Le pauvre cuisinier n’avait pas vu arriver ces reproches et il s’en alla bredouille. Galant essaya d’expliquer que le jeune Prince était trop brusque, mais il ne l’écouta pas.
De même plus tard, une jeune fille fort mal faite s’en vint et demanda audience auprès de Vérité. Elle essaya de lui dire tant bien que mal qu’elle s’était éprise de lui, au bout d’un moment, elle dit :
–Je vous aime, je crois que c’est bien ça.
–Il doit y avoir erreur.
–Non non, bafouilla-t-elle.
–Eh bien.
–Eh bien quoi ?
-Eh bien tant mieux pour vous, moi je ne vous aime pas.
La jeune fille frustrée, partit en pleurs, et le lendemain, on la retrouva pendue dans une étable.
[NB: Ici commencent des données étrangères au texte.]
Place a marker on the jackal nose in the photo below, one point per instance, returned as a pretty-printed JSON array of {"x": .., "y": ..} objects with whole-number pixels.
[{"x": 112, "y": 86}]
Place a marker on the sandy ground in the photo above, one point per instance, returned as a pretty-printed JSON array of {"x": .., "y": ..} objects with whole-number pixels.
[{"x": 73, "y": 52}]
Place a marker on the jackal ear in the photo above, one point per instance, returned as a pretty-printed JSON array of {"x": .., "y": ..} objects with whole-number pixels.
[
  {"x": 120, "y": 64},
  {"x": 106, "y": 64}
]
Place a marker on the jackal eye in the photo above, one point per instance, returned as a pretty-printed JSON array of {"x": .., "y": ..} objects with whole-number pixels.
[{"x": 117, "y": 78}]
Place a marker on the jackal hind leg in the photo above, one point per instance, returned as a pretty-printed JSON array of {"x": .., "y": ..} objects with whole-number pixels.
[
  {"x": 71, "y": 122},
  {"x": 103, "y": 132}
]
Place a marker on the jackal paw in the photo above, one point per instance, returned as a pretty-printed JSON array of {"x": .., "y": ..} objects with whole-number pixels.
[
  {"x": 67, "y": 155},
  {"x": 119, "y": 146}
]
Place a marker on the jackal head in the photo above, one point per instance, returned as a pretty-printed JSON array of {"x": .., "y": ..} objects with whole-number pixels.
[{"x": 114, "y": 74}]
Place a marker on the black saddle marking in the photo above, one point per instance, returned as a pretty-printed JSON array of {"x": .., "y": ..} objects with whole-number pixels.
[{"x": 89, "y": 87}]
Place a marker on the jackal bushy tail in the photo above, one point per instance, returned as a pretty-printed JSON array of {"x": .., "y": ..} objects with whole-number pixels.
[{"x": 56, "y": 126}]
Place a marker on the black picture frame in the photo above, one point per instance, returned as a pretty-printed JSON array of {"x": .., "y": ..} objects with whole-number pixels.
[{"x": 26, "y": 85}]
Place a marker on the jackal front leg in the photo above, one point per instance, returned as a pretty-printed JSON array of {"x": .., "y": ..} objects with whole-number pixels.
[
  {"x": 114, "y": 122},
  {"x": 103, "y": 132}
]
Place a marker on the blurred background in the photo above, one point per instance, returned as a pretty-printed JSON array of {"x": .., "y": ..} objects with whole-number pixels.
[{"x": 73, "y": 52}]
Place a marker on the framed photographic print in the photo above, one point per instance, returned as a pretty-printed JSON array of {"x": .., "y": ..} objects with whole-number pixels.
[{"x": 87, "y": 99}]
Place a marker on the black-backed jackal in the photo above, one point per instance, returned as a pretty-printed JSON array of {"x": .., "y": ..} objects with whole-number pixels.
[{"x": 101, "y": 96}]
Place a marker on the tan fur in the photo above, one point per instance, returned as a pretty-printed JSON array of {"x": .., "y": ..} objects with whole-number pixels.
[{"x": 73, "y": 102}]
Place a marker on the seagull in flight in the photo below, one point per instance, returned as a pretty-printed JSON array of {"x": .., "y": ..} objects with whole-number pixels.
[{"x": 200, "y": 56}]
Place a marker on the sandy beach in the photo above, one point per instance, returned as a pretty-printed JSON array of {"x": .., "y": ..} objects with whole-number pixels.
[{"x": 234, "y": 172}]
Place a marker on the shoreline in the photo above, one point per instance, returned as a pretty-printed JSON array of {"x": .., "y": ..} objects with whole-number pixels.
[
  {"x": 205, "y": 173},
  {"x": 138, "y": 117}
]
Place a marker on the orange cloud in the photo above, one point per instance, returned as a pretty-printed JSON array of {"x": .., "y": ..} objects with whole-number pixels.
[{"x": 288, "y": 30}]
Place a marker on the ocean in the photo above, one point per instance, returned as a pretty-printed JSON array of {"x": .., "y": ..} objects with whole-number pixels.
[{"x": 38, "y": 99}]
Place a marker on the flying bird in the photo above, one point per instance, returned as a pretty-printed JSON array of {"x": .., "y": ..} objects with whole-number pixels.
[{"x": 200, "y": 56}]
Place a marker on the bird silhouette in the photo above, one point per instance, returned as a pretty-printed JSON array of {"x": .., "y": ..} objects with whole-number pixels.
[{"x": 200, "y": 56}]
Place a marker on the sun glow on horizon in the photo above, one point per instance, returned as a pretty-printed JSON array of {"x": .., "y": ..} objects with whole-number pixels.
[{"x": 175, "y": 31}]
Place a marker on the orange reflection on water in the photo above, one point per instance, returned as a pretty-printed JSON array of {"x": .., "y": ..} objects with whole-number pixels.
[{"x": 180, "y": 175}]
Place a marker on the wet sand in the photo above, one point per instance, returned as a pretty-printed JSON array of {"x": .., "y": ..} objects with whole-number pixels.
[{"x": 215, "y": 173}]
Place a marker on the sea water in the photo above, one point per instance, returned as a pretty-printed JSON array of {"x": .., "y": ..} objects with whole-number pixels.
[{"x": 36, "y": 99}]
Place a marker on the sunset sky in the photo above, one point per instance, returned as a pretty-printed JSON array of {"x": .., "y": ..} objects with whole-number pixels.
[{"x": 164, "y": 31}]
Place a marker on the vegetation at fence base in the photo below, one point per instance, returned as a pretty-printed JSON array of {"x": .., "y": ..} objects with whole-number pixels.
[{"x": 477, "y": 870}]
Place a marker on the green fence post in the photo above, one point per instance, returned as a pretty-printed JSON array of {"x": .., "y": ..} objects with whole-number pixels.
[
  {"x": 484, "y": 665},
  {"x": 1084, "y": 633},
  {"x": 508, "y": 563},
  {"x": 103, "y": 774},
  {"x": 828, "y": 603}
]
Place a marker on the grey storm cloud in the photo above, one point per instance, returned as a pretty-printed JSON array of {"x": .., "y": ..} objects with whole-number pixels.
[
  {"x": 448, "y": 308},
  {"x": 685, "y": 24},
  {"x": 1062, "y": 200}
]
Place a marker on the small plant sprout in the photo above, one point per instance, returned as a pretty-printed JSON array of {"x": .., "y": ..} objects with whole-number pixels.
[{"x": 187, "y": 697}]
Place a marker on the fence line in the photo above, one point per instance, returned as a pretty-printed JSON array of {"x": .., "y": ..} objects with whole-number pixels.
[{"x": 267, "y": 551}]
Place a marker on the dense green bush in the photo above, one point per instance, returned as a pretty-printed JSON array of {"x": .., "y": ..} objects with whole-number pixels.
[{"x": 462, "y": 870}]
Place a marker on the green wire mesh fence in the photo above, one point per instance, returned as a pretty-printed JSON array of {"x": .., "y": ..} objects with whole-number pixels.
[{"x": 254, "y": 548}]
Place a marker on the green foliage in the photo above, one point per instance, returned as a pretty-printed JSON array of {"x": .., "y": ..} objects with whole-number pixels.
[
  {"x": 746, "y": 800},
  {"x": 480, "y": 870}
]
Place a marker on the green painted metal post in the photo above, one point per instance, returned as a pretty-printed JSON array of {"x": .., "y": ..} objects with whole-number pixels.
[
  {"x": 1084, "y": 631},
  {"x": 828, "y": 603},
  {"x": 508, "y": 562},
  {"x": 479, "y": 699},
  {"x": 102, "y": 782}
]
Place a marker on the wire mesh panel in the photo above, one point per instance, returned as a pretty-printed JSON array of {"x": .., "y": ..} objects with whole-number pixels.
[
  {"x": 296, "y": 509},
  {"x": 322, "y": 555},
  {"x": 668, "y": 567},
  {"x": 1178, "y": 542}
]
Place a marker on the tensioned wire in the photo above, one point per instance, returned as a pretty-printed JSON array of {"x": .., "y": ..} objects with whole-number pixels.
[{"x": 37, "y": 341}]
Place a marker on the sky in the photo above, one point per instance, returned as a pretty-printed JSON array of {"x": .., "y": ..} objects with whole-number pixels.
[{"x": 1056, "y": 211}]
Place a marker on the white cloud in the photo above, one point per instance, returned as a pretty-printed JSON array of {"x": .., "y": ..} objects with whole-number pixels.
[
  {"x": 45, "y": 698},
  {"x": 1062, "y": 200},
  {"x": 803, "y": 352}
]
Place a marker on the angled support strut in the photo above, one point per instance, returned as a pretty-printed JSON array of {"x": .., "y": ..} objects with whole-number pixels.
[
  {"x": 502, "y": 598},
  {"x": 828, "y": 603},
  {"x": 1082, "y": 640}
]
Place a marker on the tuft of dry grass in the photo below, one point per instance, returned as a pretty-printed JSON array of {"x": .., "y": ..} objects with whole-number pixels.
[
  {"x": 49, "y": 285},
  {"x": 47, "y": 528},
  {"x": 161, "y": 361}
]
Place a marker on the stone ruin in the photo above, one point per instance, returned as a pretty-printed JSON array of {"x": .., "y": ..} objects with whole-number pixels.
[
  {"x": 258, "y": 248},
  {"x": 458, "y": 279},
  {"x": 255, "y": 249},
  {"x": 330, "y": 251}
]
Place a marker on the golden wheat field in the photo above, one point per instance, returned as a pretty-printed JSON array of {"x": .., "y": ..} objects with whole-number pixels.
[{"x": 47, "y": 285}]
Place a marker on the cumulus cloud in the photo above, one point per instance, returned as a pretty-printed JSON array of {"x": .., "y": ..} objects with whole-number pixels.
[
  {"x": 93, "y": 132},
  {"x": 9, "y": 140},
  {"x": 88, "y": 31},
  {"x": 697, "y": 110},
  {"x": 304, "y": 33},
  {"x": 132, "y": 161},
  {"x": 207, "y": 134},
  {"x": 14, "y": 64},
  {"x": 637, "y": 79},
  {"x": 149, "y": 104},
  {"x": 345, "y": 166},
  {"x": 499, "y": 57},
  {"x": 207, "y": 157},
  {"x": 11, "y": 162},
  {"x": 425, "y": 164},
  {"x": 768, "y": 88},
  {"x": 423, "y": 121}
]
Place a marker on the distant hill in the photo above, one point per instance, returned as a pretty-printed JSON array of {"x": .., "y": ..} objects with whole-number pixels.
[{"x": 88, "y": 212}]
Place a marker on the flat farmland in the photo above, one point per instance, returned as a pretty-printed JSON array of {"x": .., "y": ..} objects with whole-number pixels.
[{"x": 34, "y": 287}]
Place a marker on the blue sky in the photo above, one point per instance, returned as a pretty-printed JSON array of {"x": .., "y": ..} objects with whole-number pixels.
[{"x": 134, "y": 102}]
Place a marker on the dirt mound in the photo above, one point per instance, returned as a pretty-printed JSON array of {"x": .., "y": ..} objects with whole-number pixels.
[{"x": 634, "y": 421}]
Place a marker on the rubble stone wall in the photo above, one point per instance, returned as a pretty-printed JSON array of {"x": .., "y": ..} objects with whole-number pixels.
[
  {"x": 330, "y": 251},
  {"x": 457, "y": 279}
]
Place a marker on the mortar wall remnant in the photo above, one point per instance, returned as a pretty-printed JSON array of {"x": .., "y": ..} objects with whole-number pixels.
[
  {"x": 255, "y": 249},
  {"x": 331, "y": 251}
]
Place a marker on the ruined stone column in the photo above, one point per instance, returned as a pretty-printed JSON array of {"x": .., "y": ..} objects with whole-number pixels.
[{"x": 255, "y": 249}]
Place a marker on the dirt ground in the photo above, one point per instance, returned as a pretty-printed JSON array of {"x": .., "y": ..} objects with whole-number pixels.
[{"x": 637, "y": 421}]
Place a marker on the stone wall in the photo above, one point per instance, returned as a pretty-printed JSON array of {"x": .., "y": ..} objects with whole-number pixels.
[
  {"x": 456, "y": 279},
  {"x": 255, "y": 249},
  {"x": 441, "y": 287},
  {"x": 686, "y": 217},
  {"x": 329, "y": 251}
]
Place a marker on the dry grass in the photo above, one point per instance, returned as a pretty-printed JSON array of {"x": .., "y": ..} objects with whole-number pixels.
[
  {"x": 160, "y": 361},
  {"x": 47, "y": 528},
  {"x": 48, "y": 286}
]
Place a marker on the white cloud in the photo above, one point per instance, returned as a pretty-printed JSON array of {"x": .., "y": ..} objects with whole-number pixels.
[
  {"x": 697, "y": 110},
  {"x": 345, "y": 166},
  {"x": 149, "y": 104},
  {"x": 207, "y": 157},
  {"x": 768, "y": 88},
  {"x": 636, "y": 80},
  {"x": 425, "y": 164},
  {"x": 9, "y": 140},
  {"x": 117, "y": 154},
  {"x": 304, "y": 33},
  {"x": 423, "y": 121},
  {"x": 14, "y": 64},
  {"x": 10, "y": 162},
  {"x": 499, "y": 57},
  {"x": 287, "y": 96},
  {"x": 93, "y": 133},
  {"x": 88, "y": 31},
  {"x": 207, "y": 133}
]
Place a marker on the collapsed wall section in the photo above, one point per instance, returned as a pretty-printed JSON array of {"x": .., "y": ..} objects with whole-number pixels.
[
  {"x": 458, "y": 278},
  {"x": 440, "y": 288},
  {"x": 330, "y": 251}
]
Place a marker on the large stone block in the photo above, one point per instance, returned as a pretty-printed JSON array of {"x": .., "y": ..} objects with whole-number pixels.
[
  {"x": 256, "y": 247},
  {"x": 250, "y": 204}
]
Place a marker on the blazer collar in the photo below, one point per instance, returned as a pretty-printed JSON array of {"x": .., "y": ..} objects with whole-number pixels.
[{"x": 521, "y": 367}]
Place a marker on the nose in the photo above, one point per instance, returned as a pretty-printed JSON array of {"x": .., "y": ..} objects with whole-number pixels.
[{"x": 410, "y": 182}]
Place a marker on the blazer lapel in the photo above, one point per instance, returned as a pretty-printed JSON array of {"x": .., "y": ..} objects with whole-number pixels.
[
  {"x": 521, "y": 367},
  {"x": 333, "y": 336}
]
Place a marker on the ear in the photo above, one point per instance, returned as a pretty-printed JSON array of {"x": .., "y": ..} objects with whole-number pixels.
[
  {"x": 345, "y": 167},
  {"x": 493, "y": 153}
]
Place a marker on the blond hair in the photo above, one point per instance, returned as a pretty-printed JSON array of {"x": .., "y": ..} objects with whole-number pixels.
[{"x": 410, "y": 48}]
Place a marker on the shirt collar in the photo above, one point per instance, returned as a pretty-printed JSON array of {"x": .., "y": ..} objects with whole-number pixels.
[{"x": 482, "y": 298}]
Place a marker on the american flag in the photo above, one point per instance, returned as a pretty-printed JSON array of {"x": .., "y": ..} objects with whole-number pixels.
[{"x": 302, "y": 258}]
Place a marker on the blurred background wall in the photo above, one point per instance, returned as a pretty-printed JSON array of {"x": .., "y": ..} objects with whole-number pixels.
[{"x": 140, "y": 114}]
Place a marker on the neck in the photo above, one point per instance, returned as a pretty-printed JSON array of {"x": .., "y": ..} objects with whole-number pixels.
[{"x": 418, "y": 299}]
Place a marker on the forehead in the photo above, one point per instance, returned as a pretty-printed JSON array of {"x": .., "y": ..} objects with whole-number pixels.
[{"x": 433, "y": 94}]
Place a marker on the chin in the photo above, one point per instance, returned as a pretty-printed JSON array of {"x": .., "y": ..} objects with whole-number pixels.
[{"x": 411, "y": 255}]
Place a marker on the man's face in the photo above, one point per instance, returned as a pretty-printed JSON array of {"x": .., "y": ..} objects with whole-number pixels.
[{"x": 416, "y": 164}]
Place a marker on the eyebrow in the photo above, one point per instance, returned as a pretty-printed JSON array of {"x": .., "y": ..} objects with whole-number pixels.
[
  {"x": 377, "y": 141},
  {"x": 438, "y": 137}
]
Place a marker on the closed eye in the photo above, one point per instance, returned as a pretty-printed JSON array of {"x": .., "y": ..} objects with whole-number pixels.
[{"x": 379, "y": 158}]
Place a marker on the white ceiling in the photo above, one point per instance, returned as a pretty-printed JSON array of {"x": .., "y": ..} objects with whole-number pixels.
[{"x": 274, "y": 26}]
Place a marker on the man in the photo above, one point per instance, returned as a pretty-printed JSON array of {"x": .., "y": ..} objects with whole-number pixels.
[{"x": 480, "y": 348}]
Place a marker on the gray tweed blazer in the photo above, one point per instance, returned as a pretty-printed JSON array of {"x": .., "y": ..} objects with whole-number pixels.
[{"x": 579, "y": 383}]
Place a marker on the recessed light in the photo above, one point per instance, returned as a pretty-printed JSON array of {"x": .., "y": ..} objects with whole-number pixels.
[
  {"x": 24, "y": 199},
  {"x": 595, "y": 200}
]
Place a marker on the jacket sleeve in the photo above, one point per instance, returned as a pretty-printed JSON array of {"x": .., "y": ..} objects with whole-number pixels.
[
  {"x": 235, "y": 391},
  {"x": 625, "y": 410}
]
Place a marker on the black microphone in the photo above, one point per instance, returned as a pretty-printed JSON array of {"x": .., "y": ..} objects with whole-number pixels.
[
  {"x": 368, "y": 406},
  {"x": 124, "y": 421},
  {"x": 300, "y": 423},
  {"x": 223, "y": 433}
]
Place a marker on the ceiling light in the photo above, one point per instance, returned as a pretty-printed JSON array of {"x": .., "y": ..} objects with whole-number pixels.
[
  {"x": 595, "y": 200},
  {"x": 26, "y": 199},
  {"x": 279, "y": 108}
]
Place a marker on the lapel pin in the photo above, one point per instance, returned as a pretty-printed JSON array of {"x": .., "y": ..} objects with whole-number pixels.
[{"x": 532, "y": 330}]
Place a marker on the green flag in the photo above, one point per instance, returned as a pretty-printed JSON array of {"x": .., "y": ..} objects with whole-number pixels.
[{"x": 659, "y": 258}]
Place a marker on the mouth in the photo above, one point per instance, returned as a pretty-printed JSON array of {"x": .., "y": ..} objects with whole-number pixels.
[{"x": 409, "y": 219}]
Il y a bien d’autres petites historiettes au sujet du jeune Prince et de sa vertu, mais je ne vais pas m’attarder sur ces détails.
Il y a par contre un événement important qui a marqué sa vie.
Un jour Galant vint lui annoncer son mariage avec une jeune paysanne qu’importe son nom. Vérité de joie commença les préparatifs de la fête. Mais quand il vit la jeune fille, il en tomba amoureux. Galant ne lui posant pas de questions, il alla rejoindre plusieurs fois la paysanne chez elle, et tout deux s’aimaient en cachette. Mais vint un jour où on accusa Vérité d’avoir tué le cuisinier, il jura que non. Et on lui demanda son alibi. Il dit ;
-Ce soir-là j’étais chez l’épouse de mon meilleur ami.
–Galant ?
–Lui-même.
–Qu’y faisiez vous donc ?
–Et bien je dormais près d’Elle.
A ces mots tous furent indignés et Galant n’en revint pas. De rage il saisit son épée, et d’un coup d’estoc tua le Prince. Il se fit condamné à la mort pour avoir tué l’héritier du trône. Et tous se remémorèrent de Vérité pour sa fin idiote. "
Le Sinan regarde l’enfant avec des yeux brillants, il savait qu’il avait déjà compris la morale. Valiant relève la tête et dit d’une voix hésitante :
-Serais-je… trop franc ?
L’orateur ne répond pas et voyant les autres du village approcher, il se lève et se racle la gorge, avant de commencer une nouvelle histoire.
[HRP: Remerciements à Belegondil pour m'avoir fourni la source de mon inspiration!

Valiant dépose le parchemin sur l'âtre, et avec toute la haine qu'il pouvais avoir pour son passé, il sort de la maison, en sifflant comme si de rien n'était.